The US government has successfully infiltrated hacking group REvil, the entity behind ransomware attacks linked to Apple leaks, attacks on enterprise software vendors, and more, according to the US government. to report Released by Reuters.
The sources said the FBI, Secret Service, Cyber Command and organizations from other countries have worked together to shut down the group’s operations this month.
The group’s dark weblog, which revealed information gleaned from its targets, is also reported to be offline.
Reports that the group was no longer online began to surface earlier this week, as its Tor site is no longer available.
There was speculation of a breakthrough, fueled by to share On the forum from one of the suspected leaders of the group saying that its server was hacked. But it was not clear at the time who was responsible.
Reuters cited sources saying the government’s operation against ransomware hackers, including REvil, is still ongoing.
And the US is slowly clamping down on groups linked to ransomware attacks, as the attacks become prohibitively expensive for businesses (one company reportedly paid a $40 million ransom to restore operations).
And the Treasury Department imposed sanctions that make it difficult to monetize the hacked devices.
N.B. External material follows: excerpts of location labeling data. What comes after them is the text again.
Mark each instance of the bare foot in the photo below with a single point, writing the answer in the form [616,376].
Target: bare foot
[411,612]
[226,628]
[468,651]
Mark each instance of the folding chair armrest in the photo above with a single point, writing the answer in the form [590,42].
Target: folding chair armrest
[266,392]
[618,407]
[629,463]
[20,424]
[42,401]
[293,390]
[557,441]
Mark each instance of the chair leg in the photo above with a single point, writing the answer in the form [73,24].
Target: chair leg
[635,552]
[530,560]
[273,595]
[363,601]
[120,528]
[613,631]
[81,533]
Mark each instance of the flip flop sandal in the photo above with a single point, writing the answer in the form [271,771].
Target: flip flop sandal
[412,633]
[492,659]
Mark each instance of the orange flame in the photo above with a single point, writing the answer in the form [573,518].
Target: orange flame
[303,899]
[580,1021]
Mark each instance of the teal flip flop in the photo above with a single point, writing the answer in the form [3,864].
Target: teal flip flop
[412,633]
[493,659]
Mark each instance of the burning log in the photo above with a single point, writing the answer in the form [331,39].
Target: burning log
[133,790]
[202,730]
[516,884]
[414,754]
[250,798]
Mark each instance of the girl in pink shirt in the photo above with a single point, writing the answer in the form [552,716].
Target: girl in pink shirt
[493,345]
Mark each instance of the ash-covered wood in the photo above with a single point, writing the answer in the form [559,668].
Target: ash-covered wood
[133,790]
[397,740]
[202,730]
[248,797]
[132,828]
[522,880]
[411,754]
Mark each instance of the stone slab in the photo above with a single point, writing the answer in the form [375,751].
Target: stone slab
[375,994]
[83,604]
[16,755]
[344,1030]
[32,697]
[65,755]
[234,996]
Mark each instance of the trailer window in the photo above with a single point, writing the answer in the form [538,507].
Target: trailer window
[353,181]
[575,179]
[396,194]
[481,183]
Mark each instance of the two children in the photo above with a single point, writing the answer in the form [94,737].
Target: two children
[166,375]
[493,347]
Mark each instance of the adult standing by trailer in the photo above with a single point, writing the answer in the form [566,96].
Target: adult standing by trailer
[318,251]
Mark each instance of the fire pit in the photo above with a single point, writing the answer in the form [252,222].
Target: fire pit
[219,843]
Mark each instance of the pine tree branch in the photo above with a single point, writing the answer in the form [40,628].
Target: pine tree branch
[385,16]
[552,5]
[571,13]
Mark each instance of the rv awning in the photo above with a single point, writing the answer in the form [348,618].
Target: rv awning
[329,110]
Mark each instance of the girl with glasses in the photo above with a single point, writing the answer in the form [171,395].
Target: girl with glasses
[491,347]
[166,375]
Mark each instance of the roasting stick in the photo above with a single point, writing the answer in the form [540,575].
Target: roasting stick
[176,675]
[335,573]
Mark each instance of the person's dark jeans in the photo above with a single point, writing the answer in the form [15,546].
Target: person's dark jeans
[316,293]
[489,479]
The Department of Justice has set up a team to investigate crimes committed by cryptocurrency exchanges, citing the impact of ransomware several times in its announcement.
Read also: Gigabyte under ransomware attack
REvil ransomware attack suite hacked
REvil has been in the spotlight lately due to the high-impact or high-profile nature of the attacks associated with it. It was blamed for an attack on an Apple supplier and a leak of schematics for the MacBook Pro. In addition there are attacks on JBS, Kaseya, Travelex and Acer.
The group has been named by the US Treasury’s Financial Crimes Enforcement Network as one of the largest groups of ransomware attacks in terms of reported payments.
REvil has previously gone out of business and its site disappeared from the dark web in July. That’s one month after the FBI announced that the group was responsible for the attacks against JBS. It is a company responsible for one fifth of the world’s meat supply.
According to Reuters sources, one of the group members restored a backup and inadvertently included systems that had been compromised by law enforcement agencies.
A Russian security expert told Reuters that infecting backups is a common technique used by REvil itself.